April 15, 1994|By Aaron EpsteinKnight-Ridder Newspapers

WASHINGTON -- The downing of two helicopters ove northern Iraq yesterday focused renewed attention on a tragic fact of high-tech, hair-trigger warfare: A large proportion of deaths in the world's danger zones come at the hands of friends, not enemies.

Nearly a quarter of the allied soldiers killed in the 1991 Persian Gulf War were slain by their comrades.

Of the 148 Americans who died in the 43-day war against Iraq, 35 were victims of "friendly fire," mostly deadly projectiles fired from M-1A1 Abrams tanks miles away. Friendly fire also was blamed for wounding 72 of the 467 Americans wounded in the conflict.

The Defense Department, in its analysis of the casualties, blamed such factors as the featureless desert terrain, complex and fast-moving military formations, low visibility, "the ability to engage targets from long distances," and the use of sophisticated weapons that were unable to tell friend from foe.

"One of the ironies of our high-tech warfare is that we are almost as vulnerable to our own weapons as we are to anybody else's," said Patrick Glynn, who studies political-military issues at the American Enterprise Institute, a public policy research institute in Washington.

"It is an inherently dangerous business, and occasionally people just screw up. It's in the nature of things," Mr. Glynn said.

Based on official figures, the 23 percent death rate from friendly fire during the Gulf War was nearly 10 times higher than the rates of earlier wars fought by U.S. troops.

But many military experts believe friendly fire killed many more troops in World War II and the Korean and Vietnam wars than has been reported.

"It's hard to talk to any veteran of Korea or Vietnam and not hear of incidents of friendly fire," said retired Adm. Jim Winnefeld, a veteran of both of those wars.

Mr. Glynn said that "a big breakthrough in the Gulf War was that the Pentagon was honest about" friendly fire casualties.

Mr. Winnefeld, a scholar at the Rand Corp., another think tank, who co-wrote a book on joint air operations, said that defense officials are "very sensitive" to the problem and that "my guess is that we're better at avoiding friendly fire than we've ever been."

But at least one Defense Department program designed to curb U.S. casualties from friendly fire has been a casualty of budget cuts.

The Army recently delayed plans to field a new system that would have allowed ground and air combat crews to electronically question an unidentified tank, armored vehicle or helicopter. If it was friendly, there would be a coded reply.
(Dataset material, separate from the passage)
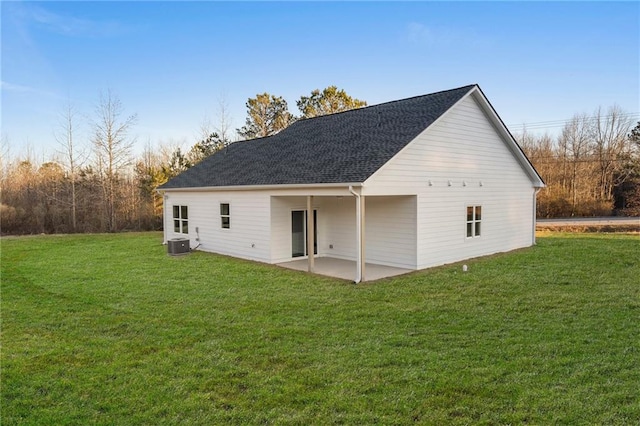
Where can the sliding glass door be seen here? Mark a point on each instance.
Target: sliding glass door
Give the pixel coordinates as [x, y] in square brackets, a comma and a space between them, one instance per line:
[299, 233]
The plans called for the electronic identification system to be placed on 1,660 tanks, armored vehicles and helicopters by 1997, at a cost of about $100 million. The identification devices on the Black Hawk helicopters shot down yesterday could not be read by the fighters that attacked them.

Defense Department officials have said there is no way to eliminate the threat of friendly fire entirely, especially in the tense, split-second decisions required by modern high-tech warfare.

"The time for combat has collapsed, ... and the margin [between] whether you kill or are killed is a few seconds or less," said Tony Cordesman, a military analyst at the Wilson Center Research Institute.

In those situations, some military officials warn, trying too hard to prevent deaths by friendly fire could make troops overly timid about firing first, thus causing even more deaths.

The Navy is studying the effects of stress and time pressures on officers and subordinates in the aftermath of the mistaken destruction of an Iranian airliner by the Navy cruiser USS Vincennes in 1988.

A psychologist who recently re-examined the incident for the Navy found that "a staggering number of things went wrong."

For example, it was learned that a computer design flaw misled the captain about the airliner's course. Some Vincennes crew members realized that the captain was getting incorrect information but were reluctant to speak up.